Aradan geçen süre zarfında olan bitene dair sadece birkaç
örnek... Bugün Vietnam, ABD’nin öncüsü olduğu küresel kapitalizmin hiç de
küçümsenmeyecek bir aktörü olarak Güneydoğu Asya topraklarında kayda değer
gelişmekte olan bir ülkedir. Japonya örneği… Yeniden bir Japon dirilişi miti
kadar, ardında kayda değer bir ABD desteği/öğretisi ve dersi bulunmaktadır.
Ya da Arap coğrafyası ya da Türkiye gibi ülkelerde ABD
reddiyesine rağmen, ABD hayranlığını yaşam tarzlarıyla, tüketim
alışkanlıklarıyla, dünya görüşleri ve eğilimleriyle ve tüm bunları bile isteye
kasıtlı bir şekilde edinen/içselleştiren kitlelerin varlığı, ABD siyasal ve
ekonomik aklından bağımsız gelişmeler olarak değerlendirilemeyecek sosyolojik
gerçekliklerdir.
Taliban’ın sorumluluğu
Afganistan’da olana yönelik insani, Müslüman olmaklığın getirdiği
bir sorumlulukla İslami bağlamda yaklaşmak mümkün.

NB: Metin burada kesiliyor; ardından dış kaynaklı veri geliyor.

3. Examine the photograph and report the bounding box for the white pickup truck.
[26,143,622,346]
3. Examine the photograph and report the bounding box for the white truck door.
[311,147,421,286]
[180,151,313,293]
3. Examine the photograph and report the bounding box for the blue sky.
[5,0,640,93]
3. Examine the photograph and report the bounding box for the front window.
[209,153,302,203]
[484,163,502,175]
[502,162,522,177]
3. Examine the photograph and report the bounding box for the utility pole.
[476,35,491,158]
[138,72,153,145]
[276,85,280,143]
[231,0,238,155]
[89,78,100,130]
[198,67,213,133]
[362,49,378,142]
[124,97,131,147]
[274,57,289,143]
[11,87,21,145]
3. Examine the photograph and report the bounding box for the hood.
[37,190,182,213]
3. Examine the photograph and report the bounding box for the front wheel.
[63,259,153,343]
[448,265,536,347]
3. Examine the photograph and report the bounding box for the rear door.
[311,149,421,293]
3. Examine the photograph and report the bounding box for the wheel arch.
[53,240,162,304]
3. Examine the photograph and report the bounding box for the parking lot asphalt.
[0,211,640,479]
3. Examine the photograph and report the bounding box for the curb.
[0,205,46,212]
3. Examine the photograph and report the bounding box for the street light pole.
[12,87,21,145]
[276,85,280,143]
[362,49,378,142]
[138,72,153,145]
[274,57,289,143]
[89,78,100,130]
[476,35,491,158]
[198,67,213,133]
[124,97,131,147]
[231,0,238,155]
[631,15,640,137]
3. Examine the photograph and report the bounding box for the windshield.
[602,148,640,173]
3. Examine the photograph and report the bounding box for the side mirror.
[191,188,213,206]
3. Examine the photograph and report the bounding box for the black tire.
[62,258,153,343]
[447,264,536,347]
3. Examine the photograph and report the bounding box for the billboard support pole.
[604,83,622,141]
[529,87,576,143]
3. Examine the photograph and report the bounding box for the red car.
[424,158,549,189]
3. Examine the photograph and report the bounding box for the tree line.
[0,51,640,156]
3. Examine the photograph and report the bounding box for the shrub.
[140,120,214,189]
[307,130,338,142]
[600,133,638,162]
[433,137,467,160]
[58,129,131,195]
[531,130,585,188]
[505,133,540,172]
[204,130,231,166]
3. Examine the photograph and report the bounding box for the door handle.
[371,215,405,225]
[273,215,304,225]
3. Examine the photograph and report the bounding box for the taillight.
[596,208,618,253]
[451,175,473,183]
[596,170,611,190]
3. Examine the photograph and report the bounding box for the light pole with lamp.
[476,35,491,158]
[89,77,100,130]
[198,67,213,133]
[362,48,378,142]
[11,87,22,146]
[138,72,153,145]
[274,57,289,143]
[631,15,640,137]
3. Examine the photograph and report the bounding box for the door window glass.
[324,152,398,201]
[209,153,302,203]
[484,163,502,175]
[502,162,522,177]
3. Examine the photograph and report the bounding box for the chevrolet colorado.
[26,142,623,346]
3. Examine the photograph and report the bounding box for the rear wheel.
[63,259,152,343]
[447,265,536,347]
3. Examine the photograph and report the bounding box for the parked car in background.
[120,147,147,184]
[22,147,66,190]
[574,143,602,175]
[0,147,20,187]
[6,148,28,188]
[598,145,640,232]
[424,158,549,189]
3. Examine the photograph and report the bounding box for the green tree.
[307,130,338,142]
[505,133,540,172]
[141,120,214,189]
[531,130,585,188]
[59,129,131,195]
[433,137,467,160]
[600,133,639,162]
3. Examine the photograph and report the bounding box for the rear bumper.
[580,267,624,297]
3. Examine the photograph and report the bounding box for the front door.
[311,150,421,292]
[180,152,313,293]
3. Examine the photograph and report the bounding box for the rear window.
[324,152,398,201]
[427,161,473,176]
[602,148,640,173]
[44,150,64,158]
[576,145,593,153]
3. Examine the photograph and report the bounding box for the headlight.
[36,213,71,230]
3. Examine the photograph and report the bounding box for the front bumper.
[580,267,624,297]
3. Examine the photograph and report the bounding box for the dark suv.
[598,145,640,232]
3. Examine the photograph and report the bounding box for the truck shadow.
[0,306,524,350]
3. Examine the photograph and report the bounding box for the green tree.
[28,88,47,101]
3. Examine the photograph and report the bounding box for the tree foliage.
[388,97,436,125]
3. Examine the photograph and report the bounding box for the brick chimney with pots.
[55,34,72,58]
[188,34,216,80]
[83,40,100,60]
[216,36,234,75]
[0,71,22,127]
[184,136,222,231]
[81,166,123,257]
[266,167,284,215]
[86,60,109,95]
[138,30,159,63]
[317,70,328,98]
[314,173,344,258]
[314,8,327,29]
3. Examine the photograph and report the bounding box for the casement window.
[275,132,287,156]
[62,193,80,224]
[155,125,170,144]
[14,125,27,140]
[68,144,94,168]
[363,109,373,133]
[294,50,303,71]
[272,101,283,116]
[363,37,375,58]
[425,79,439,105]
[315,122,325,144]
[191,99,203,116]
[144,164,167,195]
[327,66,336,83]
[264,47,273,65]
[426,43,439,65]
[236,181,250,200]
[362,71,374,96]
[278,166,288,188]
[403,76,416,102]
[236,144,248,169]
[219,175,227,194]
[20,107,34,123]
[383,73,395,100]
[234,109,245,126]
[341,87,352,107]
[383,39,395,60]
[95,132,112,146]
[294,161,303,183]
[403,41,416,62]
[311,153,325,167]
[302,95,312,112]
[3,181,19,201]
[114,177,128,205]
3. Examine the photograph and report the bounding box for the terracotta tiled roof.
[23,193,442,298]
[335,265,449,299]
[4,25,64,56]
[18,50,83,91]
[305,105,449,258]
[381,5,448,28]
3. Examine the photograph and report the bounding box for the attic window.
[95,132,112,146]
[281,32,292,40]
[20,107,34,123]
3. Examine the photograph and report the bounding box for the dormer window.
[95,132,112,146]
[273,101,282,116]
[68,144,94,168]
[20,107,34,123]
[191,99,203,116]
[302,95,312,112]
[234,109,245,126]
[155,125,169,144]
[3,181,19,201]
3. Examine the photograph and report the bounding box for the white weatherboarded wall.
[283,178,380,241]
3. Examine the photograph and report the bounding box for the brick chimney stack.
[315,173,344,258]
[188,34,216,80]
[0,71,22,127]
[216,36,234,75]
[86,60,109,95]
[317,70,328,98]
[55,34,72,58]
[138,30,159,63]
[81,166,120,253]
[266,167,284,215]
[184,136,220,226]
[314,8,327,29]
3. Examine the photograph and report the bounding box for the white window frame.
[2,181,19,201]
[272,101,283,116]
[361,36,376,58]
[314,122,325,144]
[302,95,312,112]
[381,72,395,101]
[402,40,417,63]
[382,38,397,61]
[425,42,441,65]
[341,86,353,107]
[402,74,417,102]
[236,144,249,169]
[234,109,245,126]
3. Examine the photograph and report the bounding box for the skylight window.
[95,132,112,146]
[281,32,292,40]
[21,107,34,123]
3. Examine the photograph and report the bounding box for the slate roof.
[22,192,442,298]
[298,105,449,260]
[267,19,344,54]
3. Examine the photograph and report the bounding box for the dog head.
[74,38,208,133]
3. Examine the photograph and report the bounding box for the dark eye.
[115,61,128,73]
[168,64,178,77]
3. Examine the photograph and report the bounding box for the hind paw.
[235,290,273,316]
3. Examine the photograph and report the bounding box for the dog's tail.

Bununla birlikte, kendini
diğer Müslüman gruplara toplumlara açma sorumluluğunun kriterleri nelerdir diye
sorulduğunda Taliban yönetiminin verebileceği cevapları ortaya koyması
beklenir.
Daha önceki yazılarımızın birinde de dile getirdiğimiz
üzere, biraz da şaşırtıcı bir şekilde, Aydınlanmacı hümanist söylemi (discourse)
öne çıkartarak, Batı’yı ve/ya ABD’yi temsilcisi olduklarını iddia ettikleri
Afgan halkına yardıma zorlamak gibi bir bağlama karşılık, geniş Müslüman
toplumların her alanda temsilcileriyle biraraya gelme yönünde bir daveti bir
inisiyatifi ortaya koyabilme becerisi ve cesaretini gösterebilmeliler.
Sadece günümüz dünyasında değil, tarihin önceki
dönemlerinde de hiçbir devletin, siyasi gücün kendini güvenlikte
hissedemeyeceği bir coğrafyaya, bir topluma ne askeri, ne ekonomik, ne de
insani açıdan yaklaşmayı tercih edebileceğini düşünmek mümkündür.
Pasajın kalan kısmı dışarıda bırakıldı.